Impian
Senin,
26 2007 12:00 WIB
4624
Dibaca
Tools
Box
Suatu
hari, ketika sedang terburu-buru, sepasang suami istri mencegat saya.
Sang suami menggendong seorang bocah perempuan berusia sekitar empat
tahun. Wajah sang suami tampak kusut. Istrinya, walau mencoba tenang,
tidak mampu menyembunyikan kegalauan hatinya.
Sang
suami menceritakan bahwa dia dan istrinya baru saja mendatangi kantor
KONI di kawasan Senayan Jakarta. Kedatangannya untuk bertemu pengurus
KONI karena dia membutuhkan bantuan. "Kakaknya sedang sakit dan
sekarang sedang dirawat di rumah sakit," ujar sang suami sembari
menunjuk bocah di gendongannya. "Kami kebingungan bagaimana
membayar rumah sakit nanti. Kami tadinya berharap bisa minta bantuan
pengurus KONI."
Saya
lupa namanya. Tapi sang suami mengaku dia atlet senam yang pernah
mempersembahkan sejumlah medali bagi Indonesia. Sepintas saya melihat
sang istri memegang beberap foto yg tampaknya foto sang suami ketika
meraih medali. Entah pada kejuaraan apa.
Mereka
mengaku juga sudah mendatangi Hotel Century di kawasan Senayan, yang
menjadi pusat penampunganl atlet-atlet, tapi tidak ada satu pun teman
atlet yang sanggup menolong. "Suami saya dulu jadi pahlawan bagi
negara. Tapi kini hidup kami terlunta-lunta," sang istri
bergumam lirih. "Kami sebenarnya malu, tapi bingung bagaimana
membayar rumah sakit nanti," dia menambahkan.
Menghadapi
situasi yang mendadak seperti itu, ketika saya sedang bergegas, maka
yang pertama terpikir adalah ini modus penipuan baru. Kalau Anda
tinggal di Jakarta, pikiran seperti ini sangat lumrah. Di Ibu Kota,
segala jenis penipuan dengan modus yang beraneka sering terjadi.
Saya
minta maaf karena harus segera berlalu dan meminta nomor telepon
mereka yang bisa saya hubungi. Juga alamat lengkap. Dengan wajah kuyu
mereka mengatakan tidak punya telepon. "Untuk makan saja susah,"

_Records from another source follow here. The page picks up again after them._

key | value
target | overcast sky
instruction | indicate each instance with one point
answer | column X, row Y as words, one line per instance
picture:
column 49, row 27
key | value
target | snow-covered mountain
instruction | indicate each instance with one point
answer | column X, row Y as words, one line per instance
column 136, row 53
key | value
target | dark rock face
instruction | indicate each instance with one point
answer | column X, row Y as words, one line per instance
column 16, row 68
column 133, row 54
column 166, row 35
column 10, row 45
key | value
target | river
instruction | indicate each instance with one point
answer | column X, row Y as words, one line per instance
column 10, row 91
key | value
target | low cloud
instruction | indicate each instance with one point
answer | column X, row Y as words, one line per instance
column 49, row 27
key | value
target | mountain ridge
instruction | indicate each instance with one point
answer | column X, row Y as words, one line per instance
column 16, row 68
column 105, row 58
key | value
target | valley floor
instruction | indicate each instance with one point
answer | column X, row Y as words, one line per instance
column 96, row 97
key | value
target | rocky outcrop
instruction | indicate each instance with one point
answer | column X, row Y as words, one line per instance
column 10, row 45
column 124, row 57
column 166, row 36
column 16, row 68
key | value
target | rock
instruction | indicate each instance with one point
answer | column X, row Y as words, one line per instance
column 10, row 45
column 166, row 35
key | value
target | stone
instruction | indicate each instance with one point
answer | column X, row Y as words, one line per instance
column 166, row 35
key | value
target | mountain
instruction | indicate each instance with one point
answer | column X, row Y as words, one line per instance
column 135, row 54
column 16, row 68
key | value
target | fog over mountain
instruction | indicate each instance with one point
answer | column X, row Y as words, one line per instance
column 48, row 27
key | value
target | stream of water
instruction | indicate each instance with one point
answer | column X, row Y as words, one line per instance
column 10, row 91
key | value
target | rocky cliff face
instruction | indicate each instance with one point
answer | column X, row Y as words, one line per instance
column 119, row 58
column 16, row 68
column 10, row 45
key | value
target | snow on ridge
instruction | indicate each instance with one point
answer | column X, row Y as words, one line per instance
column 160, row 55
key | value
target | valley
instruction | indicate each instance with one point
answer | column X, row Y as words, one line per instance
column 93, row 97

ujar sang suami. Sementara wajahnya tampak ragu-ragu ketika mencatat
alamat rumahnya. Dia seakan tidak yakin saya dapat menemukan alamat
mereka. Alamat yang memang sulit dilacak.
Karena
harus bergegas saya terpaksa meninggalkan mereka. Tetapi pertemuan
tadi tetap mengganggu ketenangan hati saya. Kalau ternyata suami
istri itu memang membutuhkan uang, dan anak mereka saat itu
betul-betul membutuhkan perawatan, alangkah teganya saya? Hati saya
terus gelisah.
Di
tempat pertemuan, saya tidak bisa tenang. Dorongan kuat membuat saya
akhirnya memutuskan kembali ke lokasi tadi untuk mencari suami istri
tersebut walau hanya dengan sejumlah uang yang ada di dompet.
Tapi
apa mau dikata, sepasang suami itu sudah tidak terlihat lagi. Mereka
sudah pergi. Dada saya terasa sesak. Saya menyesal tidak segera
mengambil keputusan saat itu juga. Ego saya ternyata mengalahkan
hati. Ego saya menahan hati saya untuk segera memberi bantuan. Ego
saya tidak rela ditipu.
Setelah
pergulatan bathin itu saya menyadari apalah artinya tertipu sejumlah
uang ketimbang sampai sekarang hati tidak bisa tenang. Saya terus
memikirkan betapa saat itu suami istri tersebut harus kebingungan dan
sedih memikirkan nasib anak mereka yang sedang dirawat di rumah
sakit.
Mungkin
karena beberapa kali Kick Andy menampilkan tayangan berupa bantuan
kepada sejumlah narasumber yang kami tampilkan, ada kesan saya
memiliki dana untuk filantropi, untuk membantu orang-orang yang
membutuhkan. Jujur saja saya tidak punya. Selama ini saya hanya
berusaha mencari donatur yang memiliki visi sama dengan topik-topik
yang diangkat di Kick Andy.
Karena
itu, saya bermimpi suatu hari kelak saya bisa mengumpulkan sejumlah
dana dari para donatur, dimana dana tersebut dapat saya gunakan untuk
membantu saudara-saudara kita yang membutuhkannya. Saya yakin di
tengah kondisi masyarakat yang cenderung individual belakangan ini,
masih banyak hati manusia yang mudah terketuk melihat penderitaan
sesama. Masih banyak orang yang tergerak untuk rasa kemanusiaan.
Saya
bermimpi suatu hari kelak Kick Andy dapat menjadi jembatan yang
mempertemukan dua kepentingan. Kepentingan orang-orang yang ingin
membantu -- tetapi kerap tidak tahu cara yang tepat -- dengan mereka
yang membutuhkan. Semoga Tuhan mengabulkan mimpi saya.